Study results demonstrate the multimillion-dollar savings achieved among patients with heart failure with reduced ejection fraction (HFrEF) following treatment initiation with sacubitril and valsartan.

A Platinum award–winning poster presented at this year’s Academy of Managed Care Pharmacy Nexus shows the cost and utilization benefits associated with combination treatment of sacubitril/valsartan among patients with heart failure with reduced ejection fraction (HFrEF).

Despite already having FDA approval for patients with HFrEF who have New York Heart Association class II-IV disease, with benefits that included both decreased mortality and hospitalization rates, few data exist on a real-world impact outside of the study setting.

There were 2 primary outcomes, and they involved a comparison of a 10-month period before sacubitril/valsartan initiation (the “pre” period) and the 10 months after (the “post” period): (1) total cost of care, and (2) events: hospitalizations and emergency department visits.

Results show the following:

  • 21.3% decrease in mean (SD) total cost of care from the pre to the post period: from $46,242 ($89,058) to $36,383 ($64,251), or a $9859 difference (95% CI, $2675-$17,042)
  • 12.5% decrease in median costs between the periods: from $18,973 to $16,593 (P < .01)
  • 144% average pharmacy cost increase (P < .01)
  • 39.5% medical cost decrease (P < .01)
  • 63% drop in members requiring hospitalization: from 34.8% to 12.8% (P < .01)
  • 44% drop in members visiting the emergency department (P < .01)

“There was a 2-month wash-out period pre and post the sac-val initiation date where medical costs and events were excluded because sac-val is generally initiated as a result of HF [hospitalization],” the authors noted.

The study period of October 2018 to September 2019 encompassed 15 million commercially insured and continuously enrolled members with integrated medical and pharmacy claims data. Those included in the final analysis (n = 658) were 18 to 65 years old, had HFrEF, and had only recently started treatment with sacubitril/valsartan and were adherent for at least 80% of their treatment days.

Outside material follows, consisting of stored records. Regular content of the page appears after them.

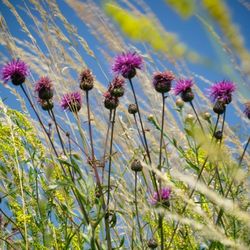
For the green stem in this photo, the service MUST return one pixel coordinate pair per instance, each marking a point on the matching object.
(137, 212)
(198, 119)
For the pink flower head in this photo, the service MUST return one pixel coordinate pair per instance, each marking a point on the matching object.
(15, 70)
(247, 109)
(164, 196)
(43, 83)
(222, 91)
(127, 63)
(72, 101)
(110, 102)
(182, 85)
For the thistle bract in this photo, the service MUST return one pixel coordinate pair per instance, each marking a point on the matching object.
(72, 102)
(127, 63)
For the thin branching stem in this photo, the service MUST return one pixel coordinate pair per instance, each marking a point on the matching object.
(137, 212)
(106, 144)
(196, 114)
(39, 119)
(110, 155)
(57, 130)
(144, 136)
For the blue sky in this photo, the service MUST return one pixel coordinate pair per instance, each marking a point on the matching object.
(190, 31)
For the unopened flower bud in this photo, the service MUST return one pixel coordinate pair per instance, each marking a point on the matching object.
(188, 95)
(86, 80)
(219, 107)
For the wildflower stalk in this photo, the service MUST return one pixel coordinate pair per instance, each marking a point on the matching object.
(139, 133)
(108, 236)
(140, 119)
(196, 114)
(161, 230)
(110, 155)
(106, 143)
(143, 133)
(90, 135)
(159, 167)
(13, 222)
(39, 119)
(137, 127)
(220, 214)
(57, 130)
(52, 144)
(137, 212)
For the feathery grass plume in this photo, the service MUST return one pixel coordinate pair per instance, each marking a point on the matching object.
(15, 70)
(185, 8)
(144, 29)
(163, 199)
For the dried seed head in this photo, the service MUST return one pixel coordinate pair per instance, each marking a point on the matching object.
(86, 80)
(219, 107)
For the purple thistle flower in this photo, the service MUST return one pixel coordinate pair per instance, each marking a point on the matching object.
(127, 63)
(247, 109)
(110, 102)
(15, 70)
(162, 81)
(222, 91)
(164, 197)
(116, 87)
(72, 101)
(44, 88)
(183, 85)
(43, 83)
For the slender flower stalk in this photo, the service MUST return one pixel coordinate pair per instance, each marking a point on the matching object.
(39, 119)
(57, 129)
(137, 212)
(106, 143)
(193, 190)
(110, 154)
(138, 130)
(108, 236)
(197, 117)
(160, 166)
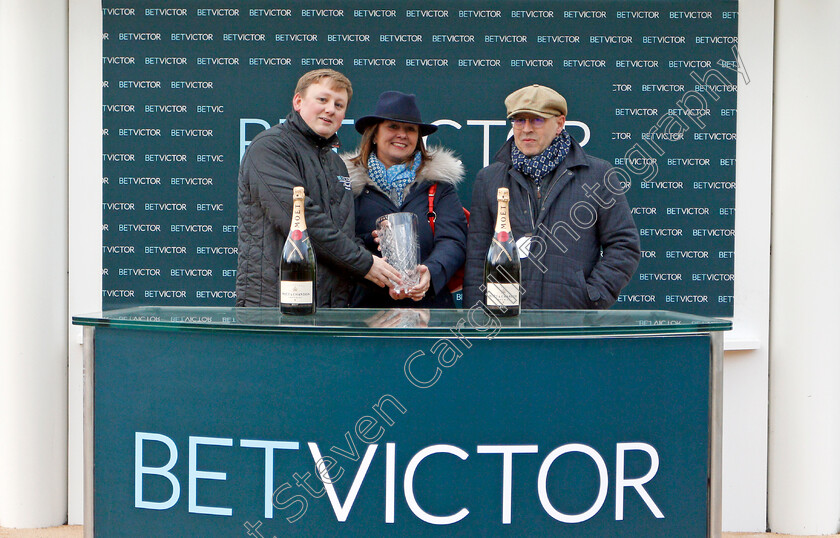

In total, the 658 study participants who initiated and adhered to their sacubitril/valsartan treatment for 1 year were shown to have saved $6.5 million in total care costs compared with what was spent before the treatment.

“These significant real-world findings along with a pharmaceutical manufacturer value-based contract [VBC], clinical trial data, and clinical guidelines resulted in the removal of sac-val prior authorization,” the authors concluded. “Integrated medical and pharmacy benefits provide ability to execute VBCs, feasibility to assess medication value, and inform insurers management decisions.”

The poster presented by Prime Therapeutics was 1 of 4 to receive a Platinum award this year because of its performance on criteria for relevance, originality, quality, bias, and clarity.

Reference

Burke J, Sahli B, Gleason P. Sacubitril-valsartan real-world assessment of total cost of care and resource utilization pre/post initiation among commercially insured members with reduced ejection fraction heart failure. Presented at: Academy of Managed Care Pharmacy Nexus; October 19-23, 2020; Poster I9.